Mistake 2: Not checking the lot number. This is niche, but relevant for larger halls. Simonis cloth has lot numbers on the backing. If you're re-felting multiple tables with the same color, make sure all cloth is from the same lot. Different lots can have slight color variations (within Delta E < 2, per industry standard, but noticeable if two tables are next to each other).

Mistake 3: Over-cleaning. More cleaner doesn't mean better cleaning. Use X1 sparingly. A little goes a long way. Over-saturating the cloth can degrade the backing adhesive over time.

Bottom Line

Buying Simonis cloth isn't hard, but it's not as simple as just picking a color and hitting order.

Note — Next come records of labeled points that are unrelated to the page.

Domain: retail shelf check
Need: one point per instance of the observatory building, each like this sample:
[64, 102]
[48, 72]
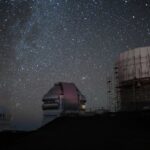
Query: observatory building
[132, 71]
[62, 98]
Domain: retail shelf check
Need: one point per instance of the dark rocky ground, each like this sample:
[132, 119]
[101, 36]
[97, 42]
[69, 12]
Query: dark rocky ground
[108, 131]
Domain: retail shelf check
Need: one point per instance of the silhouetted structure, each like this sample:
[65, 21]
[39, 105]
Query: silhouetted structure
[133, 79]
[63, 98]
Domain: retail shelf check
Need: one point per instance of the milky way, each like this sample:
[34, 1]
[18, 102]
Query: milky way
[43, 42]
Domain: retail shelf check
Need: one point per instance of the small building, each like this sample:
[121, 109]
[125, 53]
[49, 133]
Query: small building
[63, 98]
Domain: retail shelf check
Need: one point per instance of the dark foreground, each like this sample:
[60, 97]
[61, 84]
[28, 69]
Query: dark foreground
[120, 131]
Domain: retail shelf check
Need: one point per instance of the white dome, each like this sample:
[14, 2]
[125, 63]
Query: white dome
[134, 64]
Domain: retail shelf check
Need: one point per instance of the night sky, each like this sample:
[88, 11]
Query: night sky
[46, 41]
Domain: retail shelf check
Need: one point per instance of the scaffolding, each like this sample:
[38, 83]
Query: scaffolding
[132, 80]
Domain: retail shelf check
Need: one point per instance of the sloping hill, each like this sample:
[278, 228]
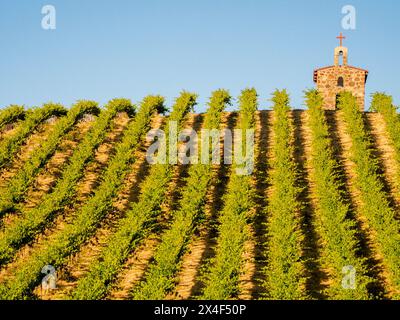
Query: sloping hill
[317, 276]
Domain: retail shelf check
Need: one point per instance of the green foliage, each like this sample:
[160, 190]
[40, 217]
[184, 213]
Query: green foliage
[375, 206]
[382, 103]
[10, 114]
[285, 270]
[33, 220]
[223, 275]
[138, 220]
[91, 213]
[160, 274]
[11, 145]
[336, 229]
[18, 185]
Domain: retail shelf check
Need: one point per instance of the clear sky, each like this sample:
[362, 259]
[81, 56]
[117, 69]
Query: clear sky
[103, 49]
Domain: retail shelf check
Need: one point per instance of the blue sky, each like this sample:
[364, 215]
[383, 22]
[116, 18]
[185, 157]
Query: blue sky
[131, 48]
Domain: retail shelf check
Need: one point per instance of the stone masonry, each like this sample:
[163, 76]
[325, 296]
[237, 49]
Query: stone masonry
[334, 79]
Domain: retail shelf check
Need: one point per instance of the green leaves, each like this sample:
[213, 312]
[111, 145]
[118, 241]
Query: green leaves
[10, 114]
[160, 276]
[17, 186]
[91, 213]
[375, 206]
[223, 275]
[336, 229]
[138, 219]
[285, 270]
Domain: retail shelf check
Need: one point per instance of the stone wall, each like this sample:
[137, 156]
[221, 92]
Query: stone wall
[353, 80]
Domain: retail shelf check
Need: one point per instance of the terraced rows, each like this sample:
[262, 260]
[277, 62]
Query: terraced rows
[315, 218]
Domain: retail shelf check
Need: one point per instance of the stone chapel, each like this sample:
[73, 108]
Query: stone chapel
[340, 77]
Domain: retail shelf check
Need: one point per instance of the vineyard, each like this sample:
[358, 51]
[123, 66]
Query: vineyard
[316, 218]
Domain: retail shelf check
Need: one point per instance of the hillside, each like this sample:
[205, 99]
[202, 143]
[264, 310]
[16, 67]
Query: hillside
[198, 256]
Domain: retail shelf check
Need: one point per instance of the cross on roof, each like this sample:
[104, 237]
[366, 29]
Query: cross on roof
[341, 37]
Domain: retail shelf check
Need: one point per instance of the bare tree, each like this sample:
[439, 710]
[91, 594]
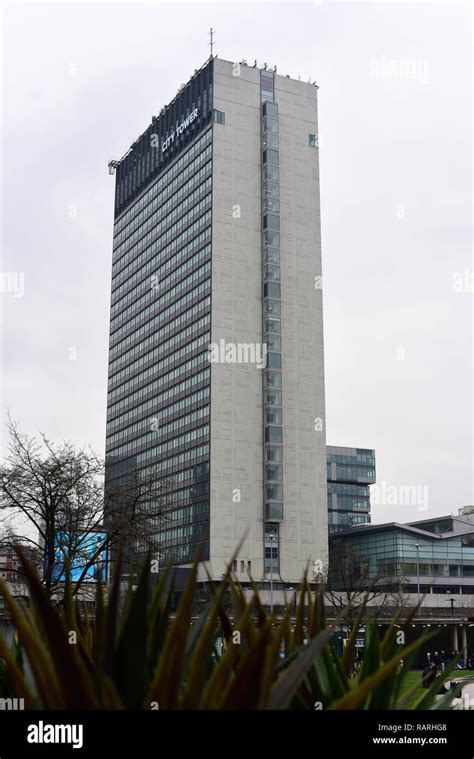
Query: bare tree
[349, 584]
[56, 493]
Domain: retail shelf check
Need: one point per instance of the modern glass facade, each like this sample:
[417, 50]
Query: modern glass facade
[198, 259]
[443, 562]
[159, 376]
[350, 472]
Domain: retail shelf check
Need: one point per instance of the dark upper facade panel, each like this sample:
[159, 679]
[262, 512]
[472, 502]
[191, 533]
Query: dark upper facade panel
[146, 159]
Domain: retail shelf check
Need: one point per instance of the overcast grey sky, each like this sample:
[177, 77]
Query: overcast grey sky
[81, 81]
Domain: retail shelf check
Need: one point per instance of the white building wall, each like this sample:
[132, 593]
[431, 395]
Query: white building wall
[236, 389]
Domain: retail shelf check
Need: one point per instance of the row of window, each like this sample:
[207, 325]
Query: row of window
[138, 308]
[167, 229]
[157, 252]
[162, 263]
[190, 513]
[168, 394]
[351, 472]
[196, 475]
[185, 533]
[166, 222]
[181, 185]
[176, 357]
[127, 351]
[352, 503]
[193, 366]
[172, 344]
[159, 419]
[361, 457]
[348, 489]
[153, 436]
[161, 278]
[163, 180]
[273, 414]
[159, 449]
[165, 315]
[181, 459]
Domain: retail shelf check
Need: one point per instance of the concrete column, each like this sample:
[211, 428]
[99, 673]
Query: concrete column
[454, 636]
[464, 643]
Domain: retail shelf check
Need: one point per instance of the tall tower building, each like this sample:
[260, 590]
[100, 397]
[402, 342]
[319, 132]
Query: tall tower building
[216, 363]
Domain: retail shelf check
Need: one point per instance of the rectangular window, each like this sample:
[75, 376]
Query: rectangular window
[272, 255]
[274, 454]
[266, 86]
[273, 397]
[271, 238]
[270, 125]
[274, 512]
[272, 325]
[274, 492]
[218, 117]
[271, 188]
[272, 205]
[274, 344]
[274, 360]
[272, 307]
[273, 435]
[274, 472]
[271, 272]
[271, 172]
[270, 140]
[271, 290]
[270, 221]
[273, 416]
[271, 156]
[273, 379]
[270, 109]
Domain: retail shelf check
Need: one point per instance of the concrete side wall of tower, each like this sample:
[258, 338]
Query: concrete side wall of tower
[236, 389]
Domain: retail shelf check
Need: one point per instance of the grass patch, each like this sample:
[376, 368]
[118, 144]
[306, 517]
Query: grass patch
[414, 678]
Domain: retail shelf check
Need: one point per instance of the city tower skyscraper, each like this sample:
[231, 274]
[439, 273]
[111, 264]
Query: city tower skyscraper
[216, 359]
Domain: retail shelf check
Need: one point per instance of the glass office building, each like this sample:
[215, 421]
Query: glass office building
[438, 554]
[159, 377]
[217, 242]
[350, 472]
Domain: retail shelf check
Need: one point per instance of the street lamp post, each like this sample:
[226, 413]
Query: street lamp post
[272, 538]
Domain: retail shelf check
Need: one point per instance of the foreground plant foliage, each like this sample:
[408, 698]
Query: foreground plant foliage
[137, 655]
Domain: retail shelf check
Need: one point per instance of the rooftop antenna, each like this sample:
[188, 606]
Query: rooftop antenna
[211, 40]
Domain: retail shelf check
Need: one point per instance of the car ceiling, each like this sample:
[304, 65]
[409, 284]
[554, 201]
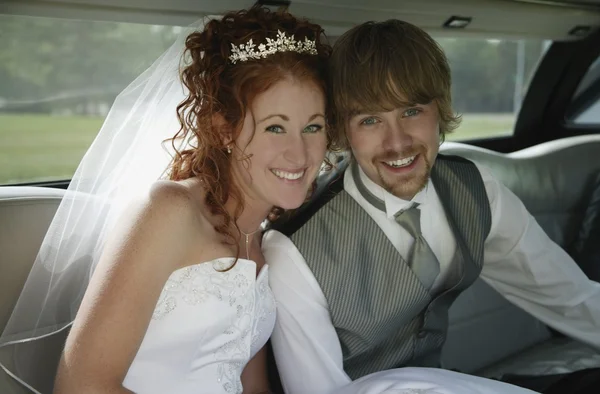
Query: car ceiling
[546, 19]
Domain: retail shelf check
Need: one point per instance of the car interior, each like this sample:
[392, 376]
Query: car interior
[550, 158]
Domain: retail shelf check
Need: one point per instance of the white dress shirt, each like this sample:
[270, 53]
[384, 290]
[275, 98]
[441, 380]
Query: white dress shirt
[520, 262]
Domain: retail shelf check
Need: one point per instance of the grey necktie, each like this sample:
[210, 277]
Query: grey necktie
[421, 259]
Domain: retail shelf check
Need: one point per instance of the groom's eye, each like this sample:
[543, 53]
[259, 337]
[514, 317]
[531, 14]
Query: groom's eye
[369, 121]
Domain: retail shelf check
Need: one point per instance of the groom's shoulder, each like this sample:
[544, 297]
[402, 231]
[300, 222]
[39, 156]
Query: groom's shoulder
[304, 214]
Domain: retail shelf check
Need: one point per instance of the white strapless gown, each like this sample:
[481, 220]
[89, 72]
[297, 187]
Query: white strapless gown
[206, 326]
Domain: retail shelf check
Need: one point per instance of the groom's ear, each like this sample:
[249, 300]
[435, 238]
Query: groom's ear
[223, 128]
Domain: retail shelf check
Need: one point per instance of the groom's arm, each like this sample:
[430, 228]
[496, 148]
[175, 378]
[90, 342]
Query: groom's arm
[305, 343]
[524, 265]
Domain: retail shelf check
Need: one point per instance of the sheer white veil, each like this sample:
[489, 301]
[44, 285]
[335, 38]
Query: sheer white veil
[126, 157]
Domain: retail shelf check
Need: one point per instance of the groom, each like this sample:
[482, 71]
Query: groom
[365, 277]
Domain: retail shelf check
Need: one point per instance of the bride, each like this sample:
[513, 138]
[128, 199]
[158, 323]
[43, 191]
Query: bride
[179, 300]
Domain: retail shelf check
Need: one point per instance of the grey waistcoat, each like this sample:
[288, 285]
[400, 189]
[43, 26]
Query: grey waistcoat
[383, 316]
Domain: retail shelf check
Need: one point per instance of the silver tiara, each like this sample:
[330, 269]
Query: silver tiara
[283, 43]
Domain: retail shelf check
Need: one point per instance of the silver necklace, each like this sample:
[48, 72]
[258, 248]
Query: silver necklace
[247, 239]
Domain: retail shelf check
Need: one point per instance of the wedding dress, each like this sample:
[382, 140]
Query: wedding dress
[205, 328]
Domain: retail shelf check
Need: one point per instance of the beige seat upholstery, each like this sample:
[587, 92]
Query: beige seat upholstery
[487, 334]
[25, 214]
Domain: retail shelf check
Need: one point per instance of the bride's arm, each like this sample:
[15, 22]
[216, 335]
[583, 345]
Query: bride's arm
[141, 253]
[254, 377]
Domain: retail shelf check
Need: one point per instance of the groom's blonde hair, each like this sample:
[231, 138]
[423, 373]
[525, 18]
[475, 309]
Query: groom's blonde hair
[380, 66]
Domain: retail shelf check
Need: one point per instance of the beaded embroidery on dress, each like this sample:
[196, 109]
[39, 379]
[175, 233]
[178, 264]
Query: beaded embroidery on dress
[205, 328]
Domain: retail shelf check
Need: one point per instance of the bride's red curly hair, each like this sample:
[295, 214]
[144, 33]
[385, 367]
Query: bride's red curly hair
[216, 86]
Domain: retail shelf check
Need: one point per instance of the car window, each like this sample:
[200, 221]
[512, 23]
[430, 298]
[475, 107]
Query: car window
[58, 79]
[585, 104]
[489, 80]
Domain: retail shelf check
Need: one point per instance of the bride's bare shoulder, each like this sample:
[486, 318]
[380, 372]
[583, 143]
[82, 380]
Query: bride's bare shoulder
[180, 201]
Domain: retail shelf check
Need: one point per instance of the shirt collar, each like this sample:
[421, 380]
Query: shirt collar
[393, 204]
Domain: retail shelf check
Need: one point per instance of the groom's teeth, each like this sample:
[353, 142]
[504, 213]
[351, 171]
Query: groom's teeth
[288, 175]
[402, 162]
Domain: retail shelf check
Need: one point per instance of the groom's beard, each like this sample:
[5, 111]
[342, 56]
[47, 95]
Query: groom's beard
[405, 187]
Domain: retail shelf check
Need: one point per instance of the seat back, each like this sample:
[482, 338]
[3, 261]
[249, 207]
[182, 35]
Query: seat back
[554, 180]
[25, 214]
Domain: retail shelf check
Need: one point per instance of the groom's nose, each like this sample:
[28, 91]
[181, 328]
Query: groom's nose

The cloth itself is excellent—best in the industry according to everyone I've talked to—but the cost of a mistake is high. A bad re-felt costs you the cloth, the install labor, and the table revenue while it's out of service.

Use this checklist:

  • Confirm table size before ordering
  • Choose 860 or 760 based on traffic, not price
  • Buy Simonis X1 cleaner—it's not optional
  • Verify your installer's experience with Simonis specifically
  • Order +1 spare length for emergencies
  • Let the cloth break in before aggressive cleaning or heavy tournament play

That's it. Six steps. I've followed them for the last three years and haven't had a single bad re-felt since. Assuming I don't jinx it.